Yesterday I got the results from the CT-scan I had a month ago. I had asked the oncologist to wait until January to tell me the results because I didn't want the holiday spoiled. In 2008, I spent New Year's Eve in the hospital cancer ward, getting my first chemo treatment over to the next day as it took 13 hours. I really didn't want to even think about that over Christmas.
This Christmas wasn't too cool, either, because the house is a mess, all the living room furniture is in the dining room and stashed in inconvenient places. I have to sleep either on the sofa bed where the springs stick into my body or the futon which is hard as a rock. Needless to say, I don't get much sleep and what I do get is painful.
But it's okay. I can live with that.
But this time of year, thinking of the chemo and how awful it was and losing my hair and being unable to get around...not fun. And perhaps some of the reason why I couldn't sleep was because I was remembering how close I was to dying and how utterly inconvenient that would be.
And how it would feel to leave my sweet husband and daughters and my whole family...everybody. To be a nothing.
To be dead.
Well, anyway, the results weren't bad at all. No cancer...not at this time. It has been seven years of worrying about it returning and that won't stop, but for a little while, I'll not think about it too hard.
There are other things wrong--the sugar, the lack of sleep, the lack of breathing when I sleep, some kind of emphysema in my lungs, diverticulosis, spinal degeneration, being overweight...and the beloved gallstones. It is enough to make me feel doomed, but not as badly or as desperately as it would be if the diagnosis had been for cancer. Strike three, you're out!
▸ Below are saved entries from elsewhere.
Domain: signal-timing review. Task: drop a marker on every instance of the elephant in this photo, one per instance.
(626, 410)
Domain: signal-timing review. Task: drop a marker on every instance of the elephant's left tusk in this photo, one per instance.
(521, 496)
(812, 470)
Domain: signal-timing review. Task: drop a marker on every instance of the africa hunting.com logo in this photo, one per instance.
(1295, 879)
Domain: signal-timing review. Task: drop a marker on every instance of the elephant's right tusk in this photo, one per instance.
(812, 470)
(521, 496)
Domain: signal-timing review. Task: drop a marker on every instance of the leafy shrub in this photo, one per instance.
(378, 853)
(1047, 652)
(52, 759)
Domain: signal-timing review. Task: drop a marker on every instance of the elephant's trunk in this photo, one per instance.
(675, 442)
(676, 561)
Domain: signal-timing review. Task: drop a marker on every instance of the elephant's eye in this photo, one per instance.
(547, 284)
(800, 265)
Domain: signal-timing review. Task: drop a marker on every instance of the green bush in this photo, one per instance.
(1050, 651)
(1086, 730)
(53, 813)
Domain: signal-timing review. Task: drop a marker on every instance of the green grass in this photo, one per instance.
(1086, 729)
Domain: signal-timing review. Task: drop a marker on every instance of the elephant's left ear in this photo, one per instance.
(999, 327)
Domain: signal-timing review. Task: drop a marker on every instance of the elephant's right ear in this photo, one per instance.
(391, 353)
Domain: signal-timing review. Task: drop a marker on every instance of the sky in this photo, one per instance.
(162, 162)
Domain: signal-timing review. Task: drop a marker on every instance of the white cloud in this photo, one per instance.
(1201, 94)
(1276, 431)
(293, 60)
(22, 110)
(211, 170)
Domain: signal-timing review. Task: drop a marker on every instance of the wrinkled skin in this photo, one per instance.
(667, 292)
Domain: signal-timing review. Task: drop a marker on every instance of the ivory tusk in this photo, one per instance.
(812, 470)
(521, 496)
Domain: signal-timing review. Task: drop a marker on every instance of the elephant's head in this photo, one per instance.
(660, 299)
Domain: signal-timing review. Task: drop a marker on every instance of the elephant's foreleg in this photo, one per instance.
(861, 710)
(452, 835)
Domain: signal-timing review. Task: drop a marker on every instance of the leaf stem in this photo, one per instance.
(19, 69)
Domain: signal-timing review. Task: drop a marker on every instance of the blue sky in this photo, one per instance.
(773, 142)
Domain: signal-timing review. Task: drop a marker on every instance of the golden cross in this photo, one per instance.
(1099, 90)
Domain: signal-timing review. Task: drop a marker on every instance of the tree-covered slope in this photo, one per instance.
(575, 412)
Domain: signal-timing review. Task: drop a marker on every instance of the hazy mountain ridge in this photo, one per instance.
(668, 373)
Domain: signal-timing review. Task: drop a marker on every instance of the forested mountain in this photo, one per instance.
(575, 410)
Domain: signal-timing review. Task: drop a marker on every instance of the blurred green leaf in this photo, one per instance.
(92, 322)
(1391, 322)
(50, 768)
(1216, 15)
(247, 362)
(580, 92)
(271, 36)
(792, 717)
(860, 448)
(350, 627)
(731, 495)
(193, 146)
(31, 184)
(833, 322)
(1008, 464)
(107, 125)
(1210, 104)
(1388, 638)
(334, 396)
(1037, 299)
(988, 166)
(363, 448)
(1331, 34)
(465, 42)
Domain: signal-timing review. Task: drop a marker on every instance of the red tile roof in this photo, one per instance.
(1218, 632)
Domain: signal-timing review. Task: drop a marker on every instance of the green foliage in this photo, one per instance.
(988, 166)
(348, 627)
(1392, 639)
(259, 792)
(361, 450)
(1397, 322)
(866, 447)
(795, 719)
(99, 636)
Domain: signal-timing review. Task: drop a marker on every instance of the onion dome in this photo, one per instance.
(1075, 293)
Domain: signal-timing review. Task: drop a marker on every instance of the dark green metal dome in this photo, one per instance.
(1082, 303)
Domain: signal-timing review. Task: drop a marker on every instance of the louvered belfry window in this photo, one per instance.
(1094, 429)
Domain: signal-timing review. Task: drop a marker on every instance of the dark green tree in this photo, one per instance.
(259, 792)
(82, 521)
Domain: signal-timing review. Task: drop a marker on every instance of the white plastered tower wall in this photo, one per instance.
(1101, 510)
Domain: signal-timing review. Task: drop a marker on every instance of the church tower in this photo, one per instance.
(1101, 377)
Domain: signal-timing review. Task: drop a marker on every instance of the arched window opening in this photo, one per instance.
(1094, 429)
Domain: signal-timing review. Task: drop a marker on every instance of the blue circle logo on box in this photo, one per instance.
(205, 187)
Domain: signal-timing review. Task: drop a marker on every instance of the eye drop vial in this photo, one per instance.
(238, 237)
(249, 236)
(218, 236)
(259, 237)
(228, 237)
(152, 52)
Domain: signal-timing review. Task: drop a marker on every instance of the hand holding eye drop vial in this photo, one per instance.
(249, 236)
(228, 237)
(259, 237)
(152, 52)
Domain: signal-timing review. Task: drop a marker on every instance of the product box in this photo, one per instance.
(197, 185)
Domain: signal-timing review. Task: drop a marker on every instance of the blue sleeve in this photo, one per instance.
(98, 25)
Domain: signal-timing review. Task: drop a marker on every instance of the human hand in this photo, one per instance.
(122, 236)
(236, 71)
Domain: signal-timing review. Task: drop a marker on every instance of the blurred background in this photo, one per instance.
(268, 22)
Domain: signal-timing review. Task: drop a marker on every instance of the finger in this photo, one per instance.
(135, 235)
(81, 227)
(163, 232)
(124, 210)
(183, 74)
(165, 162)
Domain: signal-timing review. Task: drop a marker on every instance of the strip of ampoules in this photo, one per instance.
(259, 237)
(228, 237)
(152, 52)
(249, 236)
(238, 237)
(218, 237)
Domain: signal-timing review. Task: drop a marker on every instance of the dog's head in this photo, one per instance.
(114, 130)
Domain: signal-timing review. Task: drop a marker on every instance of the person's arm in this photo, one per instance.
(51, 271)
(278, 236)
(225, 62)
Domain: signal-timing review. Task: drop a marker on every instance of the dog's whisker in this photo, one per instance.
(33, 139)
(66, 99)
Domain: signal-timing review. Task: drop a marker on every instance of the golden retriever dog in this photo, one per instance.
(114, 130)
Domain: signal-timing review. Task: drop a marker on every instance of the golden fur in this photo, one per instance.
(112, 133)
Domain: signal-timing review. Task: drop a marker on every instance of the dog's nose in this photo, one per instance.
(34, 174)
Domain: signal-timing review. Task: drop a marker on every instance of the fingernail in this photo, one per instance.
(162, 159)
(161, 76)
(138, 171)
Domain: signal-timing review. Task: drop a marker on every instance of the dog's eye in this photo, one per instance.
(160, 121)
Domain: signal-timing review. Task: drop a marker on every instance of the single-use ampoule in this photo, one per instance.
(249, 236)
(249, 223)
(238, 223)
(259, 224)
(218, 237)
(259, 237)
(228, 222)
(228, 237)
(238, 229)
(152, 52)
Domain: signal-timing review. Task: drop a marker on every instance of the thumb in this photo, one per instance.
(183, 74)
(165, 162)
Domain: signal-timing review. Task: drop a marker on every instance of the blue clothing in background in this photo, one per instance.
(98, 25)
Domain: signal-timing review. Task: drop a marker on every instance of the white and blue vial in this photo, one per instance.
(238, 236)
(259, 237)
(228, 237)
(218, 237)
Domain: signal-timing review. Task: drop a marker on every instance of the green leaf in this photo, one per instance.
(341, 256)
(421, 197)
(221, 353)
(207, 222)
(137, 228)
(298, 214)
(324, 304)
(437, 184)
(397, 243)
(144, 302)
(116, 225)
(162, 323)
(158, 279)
It just isn't something you can shake off. Like PTSD...you can't "get over it". Maybe you could actually call it PTSD, as I have fought two battles and come out alive. There are so many people, some little kids, who haven't made it. And I wonder...why me? What have I done to deserve to live when so many others, so many nice people, honest and religious and happy and parents and little kids, perished in such an ugly way?
Maybe I have something else to do, something that only I can do to contribute to the greater good.
If you believe in fairies, clap your hands and Tinkerbell will live.